Sólstafir - Masterpiece of Bitterness (2005)

 

Tatil ve arkasından korona musibeti ile mücadele ederken en azından aşının ilk dozunu yaptırdığıma şükrediyorum. Kendimden biliyorum, yoksa hastaneye düşermişim. 2 senedir nasıl dayanmışım ofise git gellerle beraber hayret. Herkeslere şifa diler yazıma devam ederim. Böylece Solstafir külliyatını bitiriyoruz. İlk albümde yerini yurdunu arayan Solstafir her ne kadar 3. albümleri Köld ile dünyada bilinir hale gelmiş olsalar da o soundun başlangıcı -tada ! -  işte bu ikinci yapıtları. Şöyle bir fark var ki iyi ki de bunu gelenek olarak devam ettirmemişler, 15 ve 20 dakikalık iki uzuuun upuzuuuun parça içermesi bu albümün.  Kapanış kreşendosu kalbur üstü ki elbette grubun başarısız olduğu bir alan değil kreşendolar, olan 20 dakikalık giriş şarkısının ortasındaki oyalanmaların büyük kısmını attığınızda, süresi neredeyse üçte bire iniyor ve bu hiiiç iyi bir şey değil cancağzım. Üzülmeyin gerisi bomba gibi, vokal rifler harmoni melodi ritim sololar zırtlar zurtlar her şey sahici içten ve istekle şevkle icra edilmiş. Kendilerine has progresif post metalik bir soundu ilk albümlerinden sonra bu kadar başarıyla ve profesyonelce inşa etmiş olmaları takdire şayan.
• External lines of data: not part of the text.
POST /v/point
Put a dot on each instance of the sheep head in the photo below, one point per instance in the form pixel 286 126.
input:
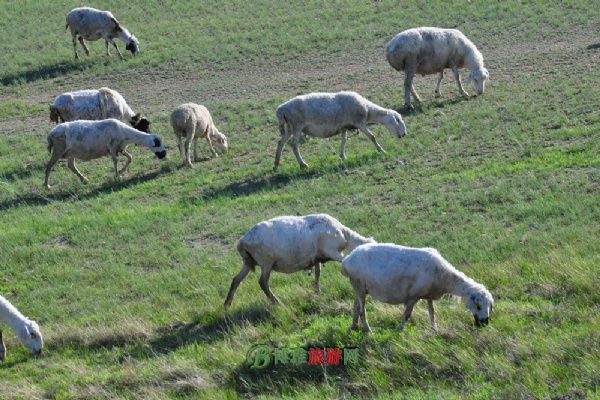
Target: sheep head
pixel 133 45
pixel 31 337
pixel 395 124
pixel 219 139
pixel 157 146
pixel 479 76
pixel 480 303
pixel 140 123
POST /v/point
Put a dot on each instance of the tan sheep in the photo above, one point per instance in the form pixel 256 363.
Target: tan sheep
pixel 427 51
pixel 193 121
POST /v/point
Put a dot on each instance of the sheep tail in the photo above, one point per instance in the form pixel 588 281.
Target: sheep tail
pixel 54 114
pixel 343 271
pixel 246 256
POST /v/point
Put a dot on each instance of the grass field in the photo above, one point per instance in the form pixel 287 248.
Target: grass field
pixel 127 277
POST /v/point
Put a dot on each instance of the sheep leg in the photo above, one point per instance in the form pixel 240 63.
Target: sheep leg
pixel 457 77
pixel 74 39
pixel 129 158
pixel 343 148
pixel 359 306
pixel 181 151
pixel 188 143
pixel 115 45
pixel 437 86
pixel 407 312
pixel 355 314
pixel 264 284
pixel 87 51
pixel 285 136
pixel 56 155
pixel 72 167
pixel 2 348
pixel 236 282
pixel 317 276
pixel 362 311
pixel 408 89
pixel 209 145
pixel 431 314
pixel 366 131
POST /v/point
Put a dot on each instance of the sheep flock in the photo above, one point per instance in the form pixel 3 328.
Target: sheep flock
pixel 91 124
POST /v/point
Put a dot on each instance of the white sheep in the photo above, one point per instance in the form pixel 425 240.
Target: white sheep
pixel 429 51
pixel 95 104
pixel 92 24
pixel 88 140
pixel 328 114
pixel 26 330
pixel 288 244
pixel 193 121
pixel 403 275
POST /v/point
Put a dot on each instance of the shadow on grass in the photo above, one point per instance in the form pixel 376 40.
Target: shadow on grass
pixel 423 107
pixel 276 379
pixel 167 338
pixel 45 72
pixel 277 180
pixel 48 197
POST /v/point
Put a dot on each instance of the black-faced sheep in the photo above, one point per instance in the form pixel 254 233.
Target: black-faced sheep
pixel 95 104
pixel 88 140
pixel 404 275
pixel 26 330
pixel 92 24
pixel 288 244
pixel 328 114
pixel 429 51
pixel 193 121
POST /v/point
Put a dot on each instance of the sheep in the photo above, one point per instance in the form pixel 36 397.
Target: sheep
pixel 328 114
pixel 397 274
pixel 26 330
pixel 87 140
pixel 92 24
pixel 429 51
pixel 194 121
pixel 292 243
pixel 95 104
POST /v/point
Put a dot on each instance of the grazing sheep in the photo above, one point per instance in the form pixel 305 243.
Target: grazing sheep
pixel 429 51
pixel 95 104
pixel 194 121
pixel 92 24
pixel 87 140
pixel 26 330
pixel 404 275
pixel 328 114
pixel 289 244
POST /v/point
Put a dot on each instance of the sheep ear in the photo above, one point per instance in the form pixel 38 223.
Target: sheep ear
pixel 470 302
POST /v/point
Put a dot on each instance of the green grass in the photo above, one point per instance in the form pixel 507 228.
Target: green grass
pixel 127 277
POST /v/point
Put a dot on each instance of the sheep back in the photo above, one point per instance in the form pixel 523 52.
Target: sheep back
pixel 394 274
pixel 324 114
pixel 290 243
pixel 430 50
pixel 191 118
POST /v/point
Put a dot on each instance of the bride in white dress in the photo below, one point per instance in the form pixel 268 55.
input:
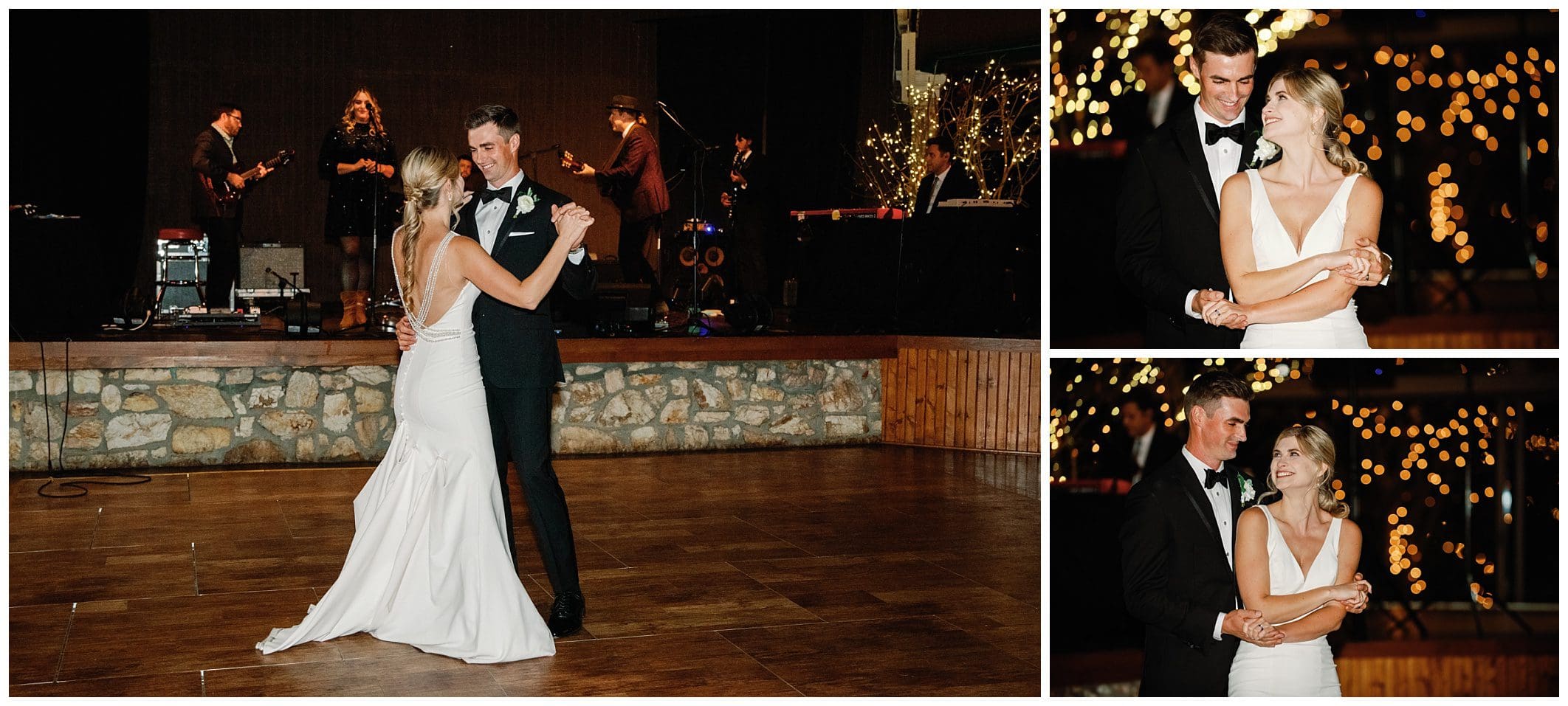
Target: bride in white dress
pixel 1296 561
pixel 1287 232
pixel 430 564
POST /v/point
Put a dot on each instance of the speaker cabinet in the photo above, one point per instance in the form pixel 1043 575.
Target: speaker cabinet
pixel 283 257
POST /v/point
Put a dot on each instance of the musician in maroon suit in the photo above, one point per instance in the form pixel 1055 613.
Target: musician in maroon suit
pixel 216 166
pixel 636 184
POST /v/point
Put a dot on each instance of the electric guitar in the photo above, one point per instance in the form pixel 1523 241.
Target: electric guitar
pixel 570 162
pixel 223 193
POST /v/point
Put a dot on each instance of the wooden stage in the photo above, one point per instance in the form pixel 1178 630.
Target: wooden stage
pixel 824 572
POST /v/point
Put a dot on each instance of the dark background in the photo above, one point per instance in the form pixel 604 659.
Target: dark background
pixel 1429 288
pixel 115 117
pixel 1521 401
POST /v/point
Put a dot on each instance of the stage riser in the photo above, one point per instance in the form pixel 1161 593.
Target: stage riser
pixel 963 393
pixel 255 415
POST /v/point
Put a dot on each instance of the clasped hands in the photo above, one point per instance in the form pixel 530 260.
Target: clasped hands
pixel 1361 266
pixel 1354 595
pixel 1252 626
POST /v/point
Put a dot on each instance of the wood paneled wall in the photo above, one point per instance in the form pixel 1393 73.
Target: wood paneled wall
pixel 1449 669
pixel 965 393
pixel 294 71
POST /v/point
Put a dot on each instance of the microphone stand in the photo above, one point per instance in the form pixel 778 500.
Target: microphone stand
pixel 297 297
pixel 698 160
pixel 376 196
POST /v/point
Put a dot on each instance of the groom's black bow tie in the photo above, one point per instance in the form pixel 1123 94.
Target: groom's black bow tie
pixel 502 193
pixel 1212 134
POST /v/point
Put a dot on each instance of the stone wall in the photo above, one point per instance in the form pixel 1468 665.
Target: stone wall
pixel 199 417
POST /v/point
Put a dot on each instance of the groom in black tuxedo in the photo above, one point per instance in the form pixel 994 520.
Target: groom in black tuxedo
pixel 1178 545
pixel 1169 215
pixel 520 359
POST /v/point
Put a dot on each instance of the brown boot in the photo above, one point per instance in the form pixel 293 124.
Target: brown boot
pixel 350 302
pixel 361 307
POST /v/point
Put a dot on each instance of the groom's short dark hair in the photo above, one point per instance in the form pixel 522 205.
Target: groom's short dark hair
pixel 1208 389
pixel 503 118
pixel 1225 35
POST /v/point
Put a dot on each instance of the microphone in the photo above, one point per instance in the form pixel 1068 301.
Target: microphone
pixel 284 280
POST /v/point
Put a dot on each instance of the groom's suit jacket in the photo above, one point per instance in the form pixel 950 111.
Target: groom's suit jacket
pixel 1177 581
pixel 1169 230
pixel 516 345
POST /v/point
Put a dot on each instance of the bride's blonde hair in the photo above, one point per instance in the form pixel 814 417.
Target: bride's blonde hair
pixel 425 173
pixel 1319 90
pixel 1319 450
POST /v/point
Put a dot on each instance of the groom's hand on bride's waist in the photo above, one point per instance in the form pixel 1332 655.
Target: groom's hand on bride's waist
pixel 1252 626
pixel 405 334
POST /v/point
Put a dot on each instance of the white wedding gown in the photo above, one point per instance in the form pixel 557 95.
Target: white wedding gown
pixel 1293 669
pixel 1272 249
pixel 428 564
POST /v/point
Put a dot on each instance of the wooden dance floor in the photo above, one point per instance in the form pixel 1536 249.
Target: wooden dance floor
pixel 870 570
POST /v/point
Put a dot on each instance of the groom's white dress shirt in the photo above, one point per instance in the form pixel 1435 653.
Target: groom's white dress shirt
pixel 489 216
pixel 1141 453
pixel 1220 503
pixel 1223 159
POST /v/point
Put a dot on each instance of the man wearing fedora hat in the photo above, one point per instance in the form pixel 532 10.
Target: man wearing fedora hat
pixel 634 182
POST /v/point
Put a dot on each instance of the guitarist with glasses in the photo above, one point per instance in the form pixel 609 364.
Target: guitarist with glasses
pixel 213 201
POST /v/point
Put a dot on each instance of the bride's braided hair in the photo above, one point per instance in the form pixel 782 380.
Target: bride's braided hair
pixel 1319 450
pixel 425 173
pixel 1316 88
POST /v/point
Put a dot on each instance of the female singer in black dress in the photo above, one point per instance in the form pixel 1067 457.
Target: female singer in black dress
pixel 360 160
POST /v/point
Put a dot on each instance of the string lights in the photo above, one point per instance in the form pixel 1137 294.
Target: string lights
pixel 1474 104
pixel 1414 453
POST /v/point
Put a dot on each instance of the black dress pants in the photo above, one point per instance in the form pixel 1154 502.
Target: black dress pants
pixel 750 257
pixel 521 432
pixel 634 234
pixel 223 259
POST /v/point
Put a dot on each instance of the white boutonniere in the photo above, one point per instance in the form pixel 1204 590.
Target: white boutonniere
pixel 1262 152
pixel 526 202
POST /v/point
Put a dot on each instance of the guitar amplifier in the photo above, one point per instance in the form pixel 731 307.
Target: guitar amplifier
pixel 284 259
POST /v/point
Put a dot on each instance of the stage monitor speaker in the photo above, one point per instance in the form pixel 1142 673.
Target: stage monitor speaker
pixel 283 257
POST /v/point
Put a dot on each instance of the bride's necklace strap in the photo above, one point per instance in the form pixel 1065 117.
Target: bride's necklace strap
pixel 430 277
pixel 416 319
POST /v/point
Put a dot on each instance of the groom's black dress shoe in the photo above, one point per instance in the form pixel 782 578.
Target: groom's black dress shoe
pixel 566 614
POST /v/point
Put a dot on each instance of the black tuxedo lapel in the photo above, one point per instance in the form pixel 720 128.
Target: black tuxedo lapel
pixel 510 218
pixel 1200 503
pixel 1236 502
pixel 468 218
pixel 1186 132
pixel 1250 145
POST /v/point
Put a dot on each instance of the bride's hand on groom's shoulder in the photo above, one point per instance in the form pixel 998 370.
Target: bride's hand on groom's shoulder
pixel 1361 597
pixel 1368 266
pixel 1252 626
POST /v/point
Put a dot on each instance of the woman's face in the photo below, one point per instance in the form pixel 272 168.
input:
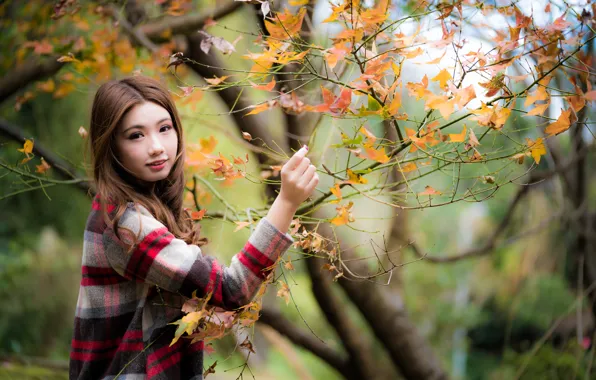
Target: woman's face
pixel 147 142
Ancak atmosferik sludge kaidesi belirgin ve inanılmaz bir renk katıyor albüme.  Bazı performanslar var ki başlangıçtaki hayalkırıklığını unuttrmayı başaracak ve sonrasında sizi supernova patlamalarıyla tanıştıracak. Ritual of Fire'ın sonunda hele bir şeyler oluyor. Dolayısıyla grubu sonraki işleri ile tanıyıp seven tayfa bu albümü dinlemeyerek çok şey demeyim de bayağı bağzı bir şeyler kaybediyor. Elinizdekinin kıymetini bilin yafu.